Files
gps-denied-onboard/_docs/02_tasks/todo/AZ-304_c6_postgres_schema.md
T
Oleksandr Bezdieniezhnykh 880eabcb3f Decompose Step 6 snapshot: 140 task specs + contract docs
Closes out greenfield Step 6 (Decompose) for all 14 components
(C1-C13 + cross-cutting helpers/replay). Covers tasks AZ-266..AZ-446
plus the _dependencies_table.md and component contract documents.

State file updated to greenfield Step 7 (Implement), not_started.
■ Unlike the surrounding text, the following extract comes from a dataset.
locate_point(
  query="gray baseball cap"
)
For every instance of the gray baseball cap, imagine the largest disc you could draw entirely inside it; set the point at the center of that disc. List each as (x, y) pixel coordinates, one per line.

Co-authored-by: Cursor <cursoragent@cursor.com>
2026-05-11 00:39:48 +03:00

21 KiB

C6 Postgres Schema — Tiles Table + Sector Boundaries + Migration Script

Task: AZ-304_c6_postgres_schema Name: C6 Postgres Schema Description: Author the canonical Postgres schema for c6_tile_cache: tiles (composite key + spatial btree + LRU + voting state + onboard-ingest provenance + per-row JPEG disk size + content-hash chain), sector_boundaries (operator-set classification rectangles), tile_freshness_rules (per-flight thresholds the freshness gate reads). Ship the initial Alembic migration _alembic/0001_initial.sql (forward + reversible down), the schema dataclass mappings used by PostgresFilesystemStore, and the per-flight bootstrap migration runner that the composition root invokes at startup. Complexity: 2 points Dependencies: AZ-303_c6_storage_interfaces, AZ-263_initial_structure, AZ-269_config_loader, AZ-266_log_module Component: c6_tile_cache (epic AZ-250 / E-C6) Tracker: AZ-304 Epic: AZ-250 (E-C6)

Document Dependencies

  • _docs/02_document/contracts/c6_tile_cache/tile_metadata_store.md — defines the TileMetadata / Bbox / SectorBoundary shapes the schema must persist; defines the LRU + disk-budget contract.
  • _docs/02_document/contracts/c6_tile_cache/tile_store.md — defines the content_sha256_hex invariant the tiles.content_sha256 column carries.
  • _docs/02_document/contracts/shared_config/composition_root_protocol.mdconfig.tile_cache.postgres_dsn field.
  • _docs/02_document/contracts/shared_logging/log_record_schema.md — INFO log shape on migration apply / no-op.
  • _docs/02_document/data_model.md — system-wide data model the schema must align with (tiles, flight_id provenance, quality_metadata JSONB shape).

Problem

Without a frozen Postgres schema:

  • PostgresFilesystemStore has nothing to insert against — insert_metadata cannot land any row.
  • query_by_bbox has no btree to index against — even a 1k-row corpus will table-scan, blowing the C6-PT-01 latency budget.
  • The composite-key uniqueness invariant from tile_metadata_store.md § I-1 is unenforced — duplicate-key inserts would silently corrupt the cache.
  • lru_candidates cannot order by accessed_at without a column; total_disk_bytes cannot SUM without a disk_bytes column.
  • The freshness gate (separate task) cannot read sector boundaries without a sector_boundaries table.
  • The C11 TileUploader cannot drive its loop off pending_uploads() without an uploaded_at column.
  • Re-running the companion against a stale DB has no migration runner — the operator would have to manually rebuild.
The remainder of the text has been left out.